German Torres gazes at a basket full of breads carefully considering each one before he grabs a loaf of rye. It is still warm from the oven and cracks loudly underneath his grip. “This is what we look for here,” he proclaims gently, running his finger over a long ridge across the top like a mountain range that has broken free from a deep valley. “When it does whatever it wants,” ruminating as if it were an independent being.
Salvaje Bakery is a small shop sculpted out of a long rectangular warehouse on the border of Colegiales and Palermo Hollywood. It is 10am and they have just opened. The bread is fresh and a collection of sweets makes the entrance smell of warm chocolate and sugar glazes. The crew is young and lanky and dressed in crisp white t-shirts and light blue jeans cuffed at the ankle. Upstairs bakers knead away, and even in their dusty aprons and flat top hats they look effortlessly cool.
Torres opened the bakery with childhood friends Martin Ortíz and Sebastian Carlisle last December; the pair handles the business side of the bakery. A copy writer by trade, the fresh faced 32 year old Torres began dividing his time between his day job at a marketing agency and a night shift in a local Italian restaurant before dedicating himself full-time and working briefly in Williamsburg. “Bread is a really important part of the Argentine diet but we are used to eating poor quality bread.” A truck delivering white bread happens to stop on the street as he explains. “It all tastes the same because it is frozen and no one ferments. It’s reheated in grocery stores in bad ovens.”

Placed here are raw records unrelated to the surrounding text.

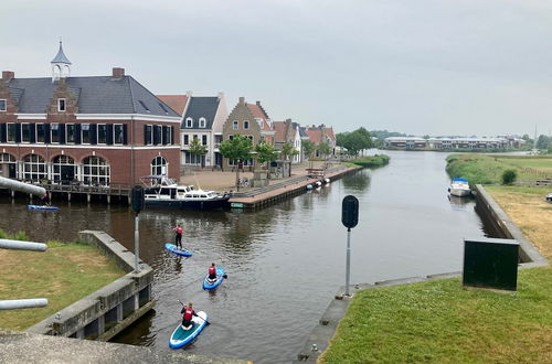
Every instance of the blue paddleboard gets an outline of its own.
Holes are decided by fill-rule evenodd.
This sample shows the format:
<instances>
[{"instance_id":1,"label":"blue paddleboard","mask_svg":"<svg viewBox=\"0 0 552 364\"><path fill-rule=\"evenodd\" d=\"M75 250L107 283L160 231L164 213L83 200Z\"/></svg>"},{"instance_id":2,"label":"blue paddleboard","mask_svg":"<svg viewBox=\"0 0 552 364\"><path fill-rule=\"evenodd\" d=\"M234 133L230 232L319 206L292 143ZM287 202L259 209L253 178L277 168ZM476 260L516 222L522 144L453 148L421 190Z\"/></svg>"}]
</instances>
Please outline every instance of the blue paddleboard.
<instances>
[{"instance_id":1,"label":"blue paddleboard","mask_svg":"<svg viewBox=\"0 0 552 364\"><path fill-rule=\"evenodd\" d=\"M170 253L182 255L184 257L191 257L192 253L185 249L177 248L177 246L172 243L164 243L164 248Z\"/></svg>"},{"instance_id":2,"label":"blue paddleboard","mask_svg":"<svg viewBox=\"0 0 552 364\"><path fill-rule=\"evenodd\" d=\"M184 330L182 324L179 324L177 329L172 332L171 339L169 340L170 349L180 349L188 345L195 336L198 336L206 325L206 313L204 311L198 312L199 318L192 318L192 326L189 330Z\"/></svg>"},{"instance_id":3,"label":"blue paddleboard","mask_svg":"<svg viewBox=\"0 0 552 364\"><path fill-rule=\"evenodd\" d=\"M222 267L216 267L216 279L209 279L209 274L203 279L203 289L213 289L219 287L224 280L224 269Z\"/></svg>"}]
</instances>

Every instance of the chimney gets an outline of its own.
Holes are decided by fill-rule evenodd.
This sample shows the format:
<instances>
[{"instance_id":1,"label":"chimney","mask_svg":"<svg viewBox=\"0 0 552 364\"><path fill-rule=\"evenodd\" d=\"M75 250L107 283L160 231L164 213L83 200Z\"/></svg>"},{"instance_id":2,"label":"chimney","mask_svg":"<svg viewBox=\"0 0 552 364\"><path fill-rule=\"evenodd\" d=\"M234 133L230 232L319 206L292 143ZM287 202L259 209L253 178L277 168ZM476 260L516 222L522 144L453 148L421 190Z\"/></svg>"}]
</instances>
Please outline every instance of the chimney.
<instances>
[{"instance_id":1,"label":"chimney","mask_svg":"<svg viewBox=\"0 0 552 364\"><path fill-rule=\"evenodd\" d=\"M4 82L9 82L12 78L15 78L13 71L2 71L2 79Z\"/></svg>"},{"instance_id":2,"label":"chimney","mask_svg":"<svg viewBox=\"0 0 552 364\"><path fill-rule=\"evenodd\" d=\"M113 78L123 78L125 76L125 68L113 67Z\"/></svg>"}]
</instances>

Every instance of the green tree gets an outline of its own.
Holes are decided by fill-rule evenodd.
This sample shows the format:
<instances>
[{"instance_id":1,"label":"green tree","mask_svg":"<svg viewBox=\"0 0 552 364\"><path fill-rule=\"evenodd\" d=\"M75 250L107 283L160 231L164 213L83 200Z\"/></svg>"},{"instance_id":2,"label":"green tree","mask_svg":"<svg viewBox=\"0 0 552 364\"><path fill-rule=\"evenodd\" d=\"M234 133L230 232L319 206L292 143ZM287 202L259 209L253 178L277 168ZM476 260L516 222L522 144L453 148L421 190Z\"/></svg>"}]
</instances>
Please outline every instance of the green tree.
<instances>
[{"instance_id":1,"label":"green tree","mask_svg":"<svg viewBox=\"0 0 552 364\"><path fill-rule=\"evenodd\" d=\"M236 190L240 191L240 162L251 158L251 151L253 149L253 143L251 139L242 137L241 135L235 135L230 140L224 140L219 150L222 157L227 158L234 162L236 169Z\"/></svg>"},{"instance_id":2,"label":"green tree","mask_svg":"<svg viewBox=\"0 0 552 364\"><path fill-rule=\"evenodd\" d=\"M513 182L516 182L516 179L518 178L518 172L516 170L506 170L502 173L502 184L511 185Z\"/></svg>"},{"instance_id":3,"label":"green tree","mask_svg":"<svg viewBox=\"0 0 552 364\"><path fill-rule=\"evenodd\" d=\"M198 138L193 138L190 142L190 153L192 156L204 156L206 151L206 146L203 146Z\"/></svg>"},{"instance_id":4,"label":"green tree","mask_svg":"<svg viewBox=\"0 0 552 364\"><path fill-rule=\"evenodd\" d=\"M309 168L312 168L312 154L316 150L316 144L310 140L304 140L301 142L302 152L309 159Z\"/></svg>"}]
</instances>

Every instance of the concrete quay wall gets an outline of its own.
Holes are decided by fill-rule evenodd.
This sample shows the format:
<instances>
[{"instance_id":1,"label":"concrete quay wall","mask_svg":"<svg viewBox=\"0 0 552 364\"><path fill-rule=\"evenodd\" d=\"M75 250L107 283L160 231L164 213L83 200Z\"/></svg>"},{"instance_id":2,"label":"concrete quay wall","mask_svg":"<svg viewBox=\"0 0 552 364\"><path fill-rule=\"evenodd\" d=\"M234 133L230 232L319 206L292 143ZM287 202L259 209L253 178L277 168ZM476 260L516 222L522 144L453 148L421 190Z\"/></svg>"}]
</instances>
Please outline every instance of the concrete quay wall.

A waiter slides a chocolate bun and coffee my way. The flakey pastry tears apart in a dozen airy layers to reveal a moat of softened dark chocolate. The dough is soft and gooey. The rich chocolate cuts through the lightness. The flavor stays on the roof of my mouth and adds a touch of sweet to every sip of black coffee. All of the dishware is handcrafted and demonstrates a philosophy that goes from top to bottom. “If we were going to make a bread that was unique, everything here needed to be unique.”
More than being ‘unique’, every decision speaks to the trio’s personality—from the crew to the oven. “We wanted a certain profile. We all read. We like art. Most importantly, music is very important to us. It was important for me to know that no one would be playing Shakira while I wasn’t around,” Torres explains in jest. The oven was rescued from an old storage house in Caseros. It turned on but had to be completely restored. “My partners thought I was insane but I knew it was the right one. We later found out it was made in 1996 so even the oven is grunge.” The Spanish made oven steams bread similarly to a dutch oven—the crust hardens slowly which allows yeast to grow and create the cracked top Torres pointed out earlier.
All the bread is made with a starter that is six years old now. The flavor is rich and ideal for traditional simple sandwiches. Turkey, roast beef, braised pork shoulder as well as a vegan and vegetarian option make up the bulk of the lunch menu. Tastes are simple but varied and pure: bitter, earthy, sweet, acidic, sour and spicy create a melange of flavor. Spicy mustard seeds pop on your tongue, thick pickles have a sweet vinegar finish and aioli adds a creamy texture to chewy bread and crunchy vegetables. Cold cuts—like the turkey—are carefully chosen and rich and herby while roasted meats are made in house. The roast beef had a surprising fatty texture somewhere between a pate and a braised tongue.
All the sandwiches are accompanied by healthy sides: cous-cous with bitter black olives and creamy yogurt or a leafy green salad with soft roasted pumpkin and crunchy peanuts. For desserts, the aforementioned chocolate bun is an excellent choice, as is the chocolate cake, a crumbly brownie topped with cacao half moons.
Despite what the name may suggest, Salvaje has been able to turn the complexity of bread making into a controlled chaos. The bread feels alive. It stands alone and grabs our attention even when it is mixed with boisterous flavors. Torres dips back into the open kitchen and puzzles over another loaf of bread. He picks up one after another and meticulously analyzes the touch and smell before choosing a whole grain. He admires the rough break at the top, “Every bread is a landscape. It surprises me every time.”